コットン生地にオイルを染み込ませる事で防水性と防風効果を持たせ、悪天候下でも高いパフォーマンスを得る事が可能。
ビデイルの防寒についての考察はこちら
オイルドクロスの深い光沢。
着込むことで擦れ、しわがでて、オイルは抜けアジになっていくだろう。油分が不足してきた場合にはリプルーフと呼ばれるオイル入れを行う事により長きに渡り着用していく事ができる。
リプルーフは専門業者に依頼する事もできるしソーンプルーフドレッシングを用い自身で行う事も可能。
作業にコツがいる為(失敗するとムラになる等)自身で行う場合はしっかりと把握した上で行うのが良いだろう。
オイルドのデメリット
このようにバブアーらしさを感じられる味わい深いオイルドコットンだが、デメリットも存在している。
まずは、染み込んだオイルによるベトつきとにおい。バブアーの購入を悩ませるのはこの二点。
ジャケットの内側に付けられたケアについてのタグ。
簡単にいうとオイルド製品につき洗うなと書いてある。
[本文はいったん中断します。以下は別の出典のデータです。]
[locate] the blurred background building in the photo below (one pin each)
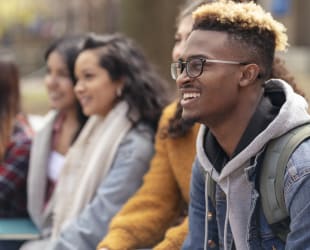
(28, 26)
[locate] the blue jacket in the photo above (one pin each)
(125, 177)
(237, 219)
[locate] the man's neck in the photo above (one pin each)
(228, 132)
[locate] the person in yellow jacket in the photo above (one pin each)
(156, 216)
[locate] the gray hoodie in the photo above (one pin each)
(233, 176)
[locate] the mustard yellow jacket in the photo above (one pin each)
(148, 218)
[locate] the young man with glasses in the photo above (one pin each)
(222, 77)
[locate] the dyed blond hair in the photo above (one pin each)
(245, 16)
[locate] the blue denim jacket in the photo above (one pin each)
(259, 233)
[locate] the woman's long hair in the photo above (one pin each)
(69, 47)
(144, 89)
(10, 103)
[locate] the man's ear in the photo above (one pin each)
(249, 74)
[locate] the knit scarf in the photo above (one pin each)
(87, 163)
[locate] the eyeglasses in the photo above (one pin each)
(194, 66)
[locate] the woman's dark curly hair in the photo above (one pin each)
(144, 89)
(69, 48)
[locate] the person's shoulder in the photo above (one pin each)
(140, 132)
(301, 156)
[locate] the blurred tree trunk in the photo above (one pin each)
(152, 25)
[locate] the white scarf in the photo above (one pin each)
(87, 163)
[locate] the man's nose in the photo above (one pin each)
(182, 79)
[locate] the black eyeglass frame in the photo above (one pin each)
(185, 65)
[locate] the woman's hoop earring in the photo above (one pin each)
(119, 92)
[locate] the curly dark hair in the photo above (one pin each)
(69, 48)
(177, 127)
(144, 89)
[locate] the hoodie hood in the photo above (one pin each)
(233, 179)
(293, 113)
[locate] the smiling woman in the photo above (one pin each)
(123, 95)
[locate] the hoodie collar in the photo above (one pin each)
(264, 114)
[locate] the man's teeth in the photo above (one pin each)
(190, 95)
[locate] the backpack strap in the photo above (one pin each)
(271, 183)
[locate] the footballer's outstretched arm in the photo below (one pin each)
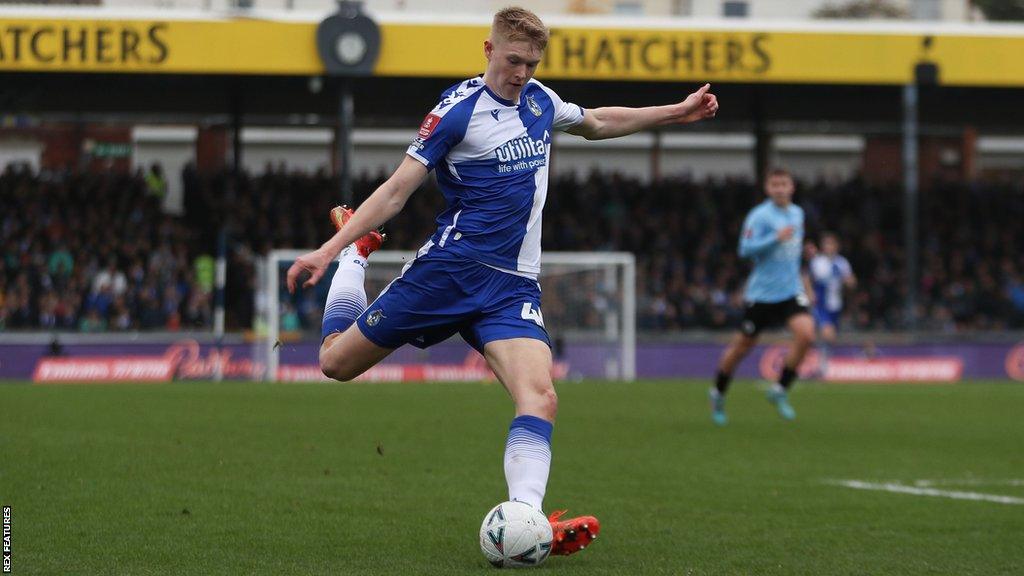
(610, 122)
(382, 205)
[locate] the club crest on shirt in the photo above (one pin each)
(534, 107)
(374, 318)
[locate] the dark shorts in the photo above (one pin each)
(761, 316)
(824, 317)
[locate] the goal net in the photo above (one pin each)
(588, 300)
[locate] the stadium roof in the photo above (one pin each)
(176, 66)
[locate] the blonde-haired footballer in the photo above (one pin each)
(488, 140)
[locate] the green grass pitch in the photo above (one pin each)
(394, 479)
おまけに他の衣類にオイルが移る可能性がある為取り扱いには注意が必要。
オイルによるベトつき
購入直後は確かにベトつきがある為、しばらくはバスや電車などの公共機関や人ごみに入る際、配慮する事が必要になるだろう。
しかし、実際は前情報で聞いていたよりはるかに通常使用できる範囲だった。
着込んで馴染むまでは表面が少しペタペタする程度。もちろん直接他人に触れたり自分でも表面にさわる場合は注意が必要だが、使用に応じてどんどんオイルも抜けていく為そこまで神経質にならなくても問題ないと思っている。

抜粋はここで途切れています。